The products of WebQuests and ClassPortals are natural expansions of knowledge. Both strategies demand what can’t be copied and pasted: students create a new solution by acquiring information and transforming it into new understanding. This is not to suggest that the work that Middle Years student do adds to the body of knowledge “entomed” in our university libraries and research centers. It does mean that as students learn the fundamentals of a subject, they can apply these rules to local situations or unique occurrences. For example, student may have learned about the world of the dinosaurs, but has anyone compiled a list of all the species in the local region that date back to the prehistoric eras? What plants, animals or insects still endure? Which are indigenous? Have any arrived as introduced species? Similarly, high school students may have studied the World Wars. But have any designed and maintained a comprehensive database of contributing factors for last century’s major conflicts? Do any such students write new historical interpretations?

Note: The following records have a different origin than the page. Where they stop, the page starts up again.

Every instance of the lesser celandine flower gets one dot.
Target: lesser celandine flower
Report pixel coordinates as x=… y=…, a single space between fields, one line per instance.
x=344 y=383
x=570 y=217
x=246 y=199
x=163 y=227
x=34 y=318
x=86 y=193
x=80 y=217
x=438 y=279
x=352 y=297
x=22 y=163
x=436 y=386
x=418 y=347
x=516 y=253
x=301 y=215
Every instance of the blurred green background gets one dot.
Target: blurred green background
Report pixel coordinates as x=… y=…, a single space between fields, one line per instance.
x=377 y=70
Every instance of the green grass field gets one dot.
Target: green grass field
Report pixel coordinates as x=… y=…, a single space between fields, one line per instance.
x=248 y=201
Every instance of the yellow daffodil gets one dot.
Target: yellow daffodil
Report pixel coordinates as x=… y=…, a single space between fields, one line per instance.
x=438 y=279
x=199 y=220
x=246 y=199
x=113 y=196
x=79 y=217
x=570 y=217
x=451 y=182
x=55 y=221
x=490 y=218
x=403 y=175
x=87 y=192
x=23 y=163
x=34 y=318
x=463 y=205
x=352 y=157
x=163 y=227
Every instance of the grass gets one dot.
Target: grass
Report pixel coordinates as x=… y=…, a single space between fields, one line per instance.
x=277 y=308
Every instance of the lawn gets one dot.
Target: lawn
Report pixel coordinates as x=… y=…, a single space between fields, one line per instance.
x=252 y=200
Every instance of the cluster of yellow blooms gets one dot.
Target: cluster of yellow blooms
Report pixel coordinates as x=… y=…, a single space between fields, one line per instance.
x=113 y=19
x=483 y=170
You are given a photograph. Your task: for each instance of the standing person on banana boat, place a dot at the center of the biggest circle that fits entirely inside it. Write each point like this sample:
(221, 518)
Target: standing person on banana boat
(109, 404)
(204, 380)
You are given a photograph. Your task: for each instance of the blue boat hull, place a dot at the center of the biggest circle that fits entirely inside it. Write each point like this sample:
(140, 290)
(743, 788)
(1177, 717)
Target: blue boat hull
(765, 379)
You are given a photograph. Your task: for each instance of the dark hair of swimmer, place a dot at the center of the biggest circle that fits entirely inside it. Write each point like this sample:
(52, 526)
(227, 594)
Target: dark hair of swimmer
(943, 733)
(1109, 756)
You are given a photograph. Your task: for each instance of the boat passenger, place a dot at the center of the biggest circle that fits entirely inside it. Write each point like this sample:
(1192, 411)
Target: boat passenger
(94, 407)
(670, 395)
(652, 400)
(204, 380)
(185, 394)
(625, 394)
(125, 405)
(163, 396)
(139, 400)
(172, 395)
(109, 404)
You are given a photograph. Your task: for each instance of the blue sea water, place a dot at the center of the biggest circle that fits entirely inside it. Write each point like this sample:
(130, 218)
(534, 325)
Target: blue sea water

Once students and teachers are comfortable maintaining an online space – whether it is a Web site, blog, wiki, network, podcast, youTube channels, etc. – it can become the vehicle to make innovative contributions to the learning community. Looking from a CEQ-ALL perspective, this is where students engage in the pursuit of Quality – demonstrations of new leaning and expertise. These challenges foster the conditions for Csikszentmihalyi’s Flow as well as experience of Seligman’s Authentic Happiness and the wellness that results from Self-Determination Theory. Students’ Attitudes now offer insight into the success of their learning and whether they are on the way to a life that knows Labors of Love.
(Reflection)
The danger of listing Reflection as the last phase in a process is that it is seen as something tacked on, often pursued as energy wanes and therefore gets completed perfunctorily. Thus the parentheses. This is a reminder that reflection will occur throughout the WebQuest process – as it does through any honest learning experience. The point is that reflection requires high levels of self-awareness, metacognition and the ability to articulate what are often subtle shifts and insights. By engaging in reflection through both private and public postings, students and teachers create a space for this inner dialogue.













Thank you for this fascinating and inspiring article. – It probably goes without saying that the process you describe is quite a complex one, relies on many more aspects (in comparison to WebQuest 1.0), and may therefore have to be prepared dilligently in many small steps, e.g. introducing students to those applications, showing them how to make the best of it, and – of course – helping them not to get lost, or be distracted along the way. – As a theoretical system worth striving to put into action, though, I sympathize with your work.
This is really impressive. To put such a system in action is a process. And I hope it will be in progress…
May I say “not the complex reality (and virtuality) is the problem – but the “old” filter-algorithm”?
You are both exactly right. Real WebQuests don’t happen as a “one-off”, but through repetition and students’ internalization of scaffolding.